Supremo Tribunal Federal decide pela constitucionalidade das cotas raciais e o movimento negro brasileiro exige que mais universidades adotem esse sistema de ingresso.

Foto: Fotolia/Gina Sanders

O movimento negro brasileiro luta há décadas pela adoção de políticas de inclusão e conseguiu, nesta quinta-feira (26/04) uma importante vitória no Superior Tribunal Federal (STF).
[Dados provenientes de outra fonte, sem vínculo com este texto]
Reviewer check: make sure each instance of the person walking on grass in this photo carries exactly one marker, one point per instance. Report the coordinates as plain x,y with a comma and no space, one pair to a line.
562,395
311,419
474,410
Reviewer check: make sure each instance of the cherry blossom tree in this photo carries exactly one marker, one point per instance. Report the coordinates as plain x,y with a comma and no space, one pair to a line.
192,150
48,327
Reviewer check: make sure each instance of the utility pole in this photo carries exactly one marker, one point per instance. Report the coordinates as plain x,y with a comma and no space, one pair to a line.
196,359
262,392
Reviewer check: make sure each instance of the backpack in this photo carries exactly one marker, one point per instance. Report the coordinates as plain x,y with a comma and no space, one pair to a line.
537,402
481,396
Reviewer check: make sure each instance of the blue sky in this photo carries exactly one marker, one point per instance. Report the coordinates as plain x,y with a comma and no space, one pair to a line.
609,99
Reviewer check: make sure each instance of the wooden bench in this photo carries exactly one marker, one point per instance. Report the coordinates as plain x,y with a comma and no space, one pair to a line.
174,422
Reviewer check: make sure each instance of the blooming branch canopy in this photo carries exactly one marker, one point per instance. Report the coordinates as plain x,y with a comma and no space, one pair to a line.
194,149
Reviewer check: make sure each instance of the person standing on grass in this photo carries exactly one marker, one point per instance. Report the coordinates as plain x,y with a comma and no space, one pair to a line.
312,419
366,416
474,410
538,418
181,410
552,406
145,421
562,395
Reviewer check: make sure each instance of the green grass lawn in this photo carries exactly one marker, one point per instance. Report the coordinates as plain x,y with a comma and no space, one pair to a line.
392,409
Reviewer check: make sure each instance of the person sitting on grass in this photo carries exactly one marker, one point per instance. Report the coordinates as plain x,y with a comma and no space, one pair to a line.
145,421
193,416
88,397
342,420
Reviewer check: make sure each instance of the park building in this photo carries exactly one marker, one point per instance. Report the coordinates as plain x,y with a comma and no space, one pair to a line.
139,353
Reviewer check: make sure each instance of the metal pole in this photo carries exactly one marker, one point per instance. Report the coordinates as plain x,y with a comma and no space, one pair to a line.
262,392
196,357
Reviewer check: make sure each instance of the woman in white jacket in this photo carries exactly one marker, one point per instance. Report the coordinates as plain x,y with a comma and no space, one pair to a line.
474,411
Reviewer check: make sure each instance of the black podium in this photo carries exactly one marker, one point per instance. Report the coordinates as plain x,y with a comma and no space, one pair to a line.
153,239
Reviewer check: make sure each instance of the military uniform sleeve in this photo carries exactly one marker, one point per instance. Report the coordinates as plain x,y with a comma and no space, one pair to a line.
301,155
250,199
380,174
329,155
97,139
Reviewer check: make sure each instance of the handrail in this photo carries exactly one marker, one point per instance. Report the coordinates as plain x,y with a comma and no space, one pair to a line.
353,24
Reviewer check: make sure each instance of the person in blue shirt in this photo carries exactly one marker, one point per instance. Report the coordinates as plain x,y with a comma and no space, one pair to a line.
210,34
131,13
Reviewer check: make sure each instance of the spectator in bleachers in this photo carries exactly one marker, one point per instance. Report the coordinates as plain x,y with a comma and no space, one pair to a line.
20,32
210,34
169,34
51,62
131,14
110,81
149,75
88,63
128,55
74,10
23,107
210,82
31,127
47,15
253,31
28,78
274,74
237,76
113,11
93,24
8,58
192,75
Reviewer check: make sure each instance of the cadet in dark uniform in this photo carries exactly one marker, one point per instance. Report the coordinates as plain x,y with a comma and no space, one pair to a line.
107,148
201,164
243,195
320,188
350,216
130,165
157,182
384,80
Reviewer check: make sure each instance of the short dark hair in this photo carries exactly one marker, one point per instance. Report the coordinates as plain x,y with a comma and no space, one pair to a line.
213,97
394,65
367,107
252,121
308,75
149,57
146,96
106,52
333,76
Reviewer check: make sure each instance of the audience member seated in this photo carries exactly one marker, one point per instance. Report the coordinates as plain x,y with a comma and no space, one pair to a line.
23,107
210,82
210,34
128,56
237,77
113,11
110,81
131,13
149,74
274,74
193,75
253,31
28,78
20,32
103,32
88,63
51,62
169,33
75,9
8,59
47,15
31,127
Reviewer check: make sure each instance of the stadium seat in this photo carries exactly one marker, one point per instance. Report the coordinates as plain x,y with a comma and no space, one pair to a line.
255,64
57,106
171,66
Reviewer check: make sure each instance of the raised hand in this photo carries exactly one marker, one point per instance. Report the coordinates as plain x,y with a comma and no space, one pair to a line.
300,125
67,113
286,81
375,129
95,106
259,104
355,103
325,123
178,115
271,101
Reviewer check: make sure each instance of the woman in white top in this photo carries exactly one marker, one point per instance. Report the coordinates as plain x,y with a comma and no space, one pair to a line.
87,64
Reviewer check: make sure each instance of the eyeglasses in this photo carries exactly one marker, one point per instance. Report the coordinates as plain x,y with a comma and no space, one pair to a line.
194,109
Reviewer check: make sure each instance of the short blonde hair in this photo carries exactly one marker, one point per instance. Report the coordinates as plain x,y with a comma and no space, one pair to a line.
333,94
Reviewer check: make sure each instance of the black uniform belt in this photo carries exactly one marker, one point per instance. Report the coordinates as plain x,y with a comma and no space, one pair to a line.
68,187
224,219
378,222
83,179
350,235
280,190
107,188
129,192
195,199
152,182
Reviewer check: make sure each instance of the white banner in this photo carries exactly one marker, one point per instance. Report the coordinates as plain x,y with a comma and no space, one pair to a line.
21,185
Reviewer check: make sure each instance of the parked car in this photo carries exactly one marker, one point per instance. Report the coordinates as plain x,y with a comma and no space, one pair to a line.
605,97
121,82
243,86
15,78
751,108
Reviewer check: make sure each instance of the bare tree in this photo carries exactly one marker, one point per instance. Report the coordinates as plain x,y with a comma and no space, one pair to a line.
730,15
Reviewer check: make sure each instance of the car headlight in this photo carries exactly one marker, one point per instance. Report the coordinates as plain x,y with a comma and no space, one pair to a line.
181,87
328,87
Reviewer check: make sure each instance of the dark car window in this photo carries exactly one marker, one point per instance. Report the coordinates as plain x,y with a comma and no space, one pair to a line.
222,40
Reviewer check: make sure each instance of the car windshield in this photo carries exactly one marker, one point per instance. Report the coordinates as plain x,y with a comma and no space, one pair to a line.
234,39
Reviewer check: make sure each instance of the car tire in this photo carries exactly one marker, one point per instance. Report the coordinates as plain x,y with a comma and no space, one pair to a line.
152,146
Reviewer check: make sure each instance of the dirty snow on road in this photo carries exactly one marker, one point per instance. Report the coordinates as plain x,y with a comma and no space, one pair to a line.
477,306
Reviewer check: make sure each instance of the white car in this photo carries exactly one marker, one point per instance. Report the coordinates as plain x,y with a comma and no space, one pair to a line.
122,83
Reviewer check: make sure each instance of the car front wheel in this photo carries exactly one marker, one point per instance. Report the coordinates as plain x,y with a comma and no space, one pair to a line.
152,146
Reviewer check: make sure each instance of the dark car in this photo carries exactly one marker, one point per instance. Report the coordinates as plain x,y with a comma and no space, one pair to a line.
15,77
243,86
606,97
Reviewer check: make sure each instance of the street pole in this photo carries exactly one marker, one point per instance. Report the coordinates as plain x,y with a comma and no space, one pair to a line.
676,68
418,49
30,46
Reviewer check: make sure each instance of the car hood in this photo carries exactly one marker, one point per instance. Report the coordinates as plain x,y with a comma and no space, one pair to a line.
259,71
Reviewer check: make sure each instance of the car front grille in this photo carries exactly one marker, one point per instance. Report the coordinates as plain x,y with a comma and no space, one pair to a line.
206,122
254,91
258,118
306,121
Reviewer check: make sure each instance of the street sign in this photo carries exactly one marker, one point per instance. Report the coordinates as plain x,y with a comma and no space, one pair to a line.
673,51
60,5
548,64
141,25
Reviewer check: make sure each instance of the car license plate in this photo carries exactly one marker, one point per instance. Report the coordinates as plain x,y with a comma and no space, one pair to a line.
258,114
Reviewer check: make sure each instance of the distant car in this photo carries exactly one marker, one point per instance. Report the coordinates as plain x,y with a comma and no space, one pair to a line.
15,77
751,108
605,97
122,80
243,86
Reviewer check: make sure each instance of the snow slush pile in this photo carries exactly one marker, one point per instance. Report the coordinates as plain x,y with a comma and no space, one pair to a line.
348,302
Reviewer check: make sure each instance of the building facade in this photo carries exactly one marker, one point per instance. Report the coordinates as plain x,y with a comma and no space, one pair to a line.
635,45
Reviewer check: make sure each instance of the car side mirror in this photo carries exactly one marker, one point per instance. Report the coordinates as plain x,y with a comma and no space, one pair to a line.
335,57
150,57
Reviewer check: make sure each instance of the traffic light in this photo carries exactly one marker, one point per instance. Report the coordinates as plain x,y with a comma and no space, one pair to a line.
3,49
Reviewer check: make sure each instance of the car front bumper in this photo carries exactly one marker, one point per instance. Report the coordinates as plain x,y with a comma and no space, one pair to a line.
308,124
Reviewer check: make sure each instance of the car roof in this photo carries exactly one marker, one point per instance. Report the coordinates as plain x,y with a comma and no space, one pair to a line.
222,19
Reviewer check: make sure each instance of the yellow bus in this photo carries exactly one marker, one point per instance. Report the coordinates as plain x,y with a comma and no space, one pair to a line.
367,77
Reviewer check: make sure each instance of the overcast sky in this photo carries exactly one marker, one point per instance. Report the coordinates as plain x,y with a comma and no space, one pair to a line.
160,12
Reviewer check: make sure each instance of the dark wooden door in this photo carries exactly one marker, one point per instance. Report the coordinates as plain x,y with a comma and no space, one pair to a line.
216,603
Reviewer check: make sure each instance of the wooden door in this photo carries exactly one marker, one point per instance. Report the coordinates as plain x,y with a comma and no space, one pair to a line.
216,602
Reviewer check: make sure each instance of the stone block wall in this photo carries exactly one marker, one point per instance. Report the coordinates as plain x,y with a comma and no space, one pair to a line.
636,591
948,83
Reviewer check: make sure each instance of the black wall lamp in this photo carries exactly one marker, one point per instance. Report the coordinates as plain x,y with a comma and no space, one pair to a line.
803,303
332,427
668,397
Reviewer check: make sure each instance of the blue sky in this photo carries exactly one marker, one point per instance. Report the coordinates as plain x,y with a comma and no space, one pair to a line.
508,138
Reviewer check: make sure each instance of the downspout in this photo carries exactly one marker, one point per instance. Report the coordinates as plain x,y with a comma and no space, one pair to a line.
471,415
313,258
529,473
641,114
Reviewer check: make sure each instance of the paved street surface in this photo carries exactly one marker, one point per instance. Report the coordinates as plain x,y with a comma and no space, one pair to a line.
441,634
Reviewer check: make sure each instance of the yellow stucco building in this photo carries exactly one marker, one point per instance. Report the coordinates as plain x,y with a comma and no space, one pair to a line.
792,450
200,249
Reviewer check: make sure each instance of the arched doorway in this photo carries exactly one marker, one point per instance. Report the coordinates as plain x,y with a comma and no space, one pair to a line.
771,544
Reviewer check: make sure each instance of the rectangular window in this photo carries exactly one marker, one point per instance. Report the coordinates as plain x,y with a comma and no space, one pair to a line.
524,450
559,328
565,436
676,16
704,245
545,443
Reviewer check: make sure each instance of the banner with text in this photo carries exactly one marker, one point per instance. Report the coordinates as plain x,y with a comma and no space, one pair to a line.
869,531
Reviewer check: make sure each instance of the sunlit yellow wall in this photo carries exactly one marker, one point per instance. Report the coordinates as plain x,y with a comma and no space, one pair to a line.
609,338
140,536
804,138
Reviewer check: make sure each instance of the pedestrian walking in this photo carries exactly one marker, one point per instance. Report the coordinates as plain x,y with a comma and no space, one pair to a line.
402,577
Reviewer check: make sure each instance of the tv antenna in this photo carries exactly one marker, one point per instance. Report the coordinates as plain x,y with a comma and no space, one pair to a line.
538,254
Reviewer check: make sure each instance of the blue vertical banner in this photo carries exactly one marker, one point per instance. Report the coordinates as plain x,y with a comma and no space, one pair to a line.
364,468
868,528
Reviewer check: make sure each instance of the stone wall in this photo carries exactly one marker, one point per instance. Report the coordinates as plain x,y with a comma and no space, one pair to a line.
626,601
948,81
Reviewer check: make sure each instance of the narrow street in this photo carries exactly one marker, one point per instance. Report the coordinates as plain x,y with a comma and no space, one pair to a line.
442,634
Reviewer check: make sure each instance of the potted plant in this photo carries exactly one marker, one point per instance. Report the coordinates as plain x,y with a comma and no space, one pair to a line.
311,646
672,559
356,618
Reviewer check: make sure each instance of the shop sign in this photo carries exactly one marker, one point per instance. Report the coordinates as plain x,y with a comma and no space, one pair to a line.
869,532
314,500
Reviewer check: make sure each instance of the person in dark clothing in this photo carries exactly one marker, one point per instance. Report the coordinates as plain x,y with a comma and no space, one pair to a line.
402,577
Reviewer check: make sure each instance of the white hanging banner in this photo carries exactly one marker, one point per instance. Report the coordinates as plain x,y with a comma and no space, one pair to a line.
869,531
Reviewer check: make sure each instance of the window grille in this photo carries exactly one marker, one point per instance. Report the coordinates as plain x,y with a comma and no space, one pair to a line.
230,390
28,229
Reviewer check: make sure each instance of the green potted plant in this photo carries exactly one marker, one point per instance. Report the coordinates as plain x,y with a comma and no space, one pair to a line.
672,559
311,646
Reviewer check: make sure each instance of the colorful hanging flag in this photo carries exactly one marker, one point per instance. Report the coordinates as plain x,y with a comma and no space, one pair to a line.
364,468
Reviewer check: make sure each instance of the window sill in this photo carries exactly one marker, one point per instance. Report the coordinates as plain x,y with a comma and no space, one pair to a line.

A suprema corte decidiu, por unanimidade, que as cotas raciais nas universidades brasileiras estão em conformidade com a Constituição.

Ainda antes da decisão, a Unegro (União de Negros Pela Igualdade), instituição fundada em 1988 em Salvador, Bahia, havia pedido ao STF que julgasse de maneira a corrigir a omissão do Estado ao longo dos anos. "O papel assumido pelo Estado brasileiro ao longo da história nacional foi o de tratar igualmente os desiguais, ignorando a imensa dívida social a ser resgatada”" dizia carta da instituição.

Segundo o diretor nacional de comunicação da Unegro, Alexandre Braga, cerca de 180 instituições de ensino adotam alguma medida de inclusão – para negros, mulheres, indígenas ou pessoas de baixa renda. "Depois dessa decisão do STF, vamos cobrar mais investimentos públicos na educação básica e na capacitação dos estudantes", declarou Braga à DW Brasil.

A Educafro, entidade que promove a inclusão educacional de negros, também celebrou o resultado. Para o fundador e coordenador da instituição, frei Davi, o próximo passo é ampliar o número de universidade que adotam medidas inclusivas. "É impossível fazer política pública sem considerar a especificidade do povo negro", disse.

A representação das Nações Unidas no Brasil também se manifestou a favor da adoção de políticas inclusivas. Em carta divulgada nesta quinta-feira, a ONU lembrou os dados do IBGE (Instituto Brasileiro de Geografia e Estatística), divulgados em 2009, segundo os quais cerca de 70% da população considerada pobre é negra, enquanto entre os 10% mais ricos, apenas 24% são negros.

"O Sistema das Nações Unidas no Brasil reconhece os esforços do Estado e da sociedade brasileiros no combate às desigualdades e na implementação de políticas afirmativas para a consecução da igualdade de fato, consolidando, assim, o alcance dos objetivos de desenvolvimento do país", diz a carta.

A decisão

A reserva de vagas para negros e pardos em universidades federais não fere a Constituição brasileira e, segundo o STF, poderá ser aplicada em todo o ensino público. A corte anunciou a decisão unânime na noite desta quinta-feira, após dois dias de julgamento.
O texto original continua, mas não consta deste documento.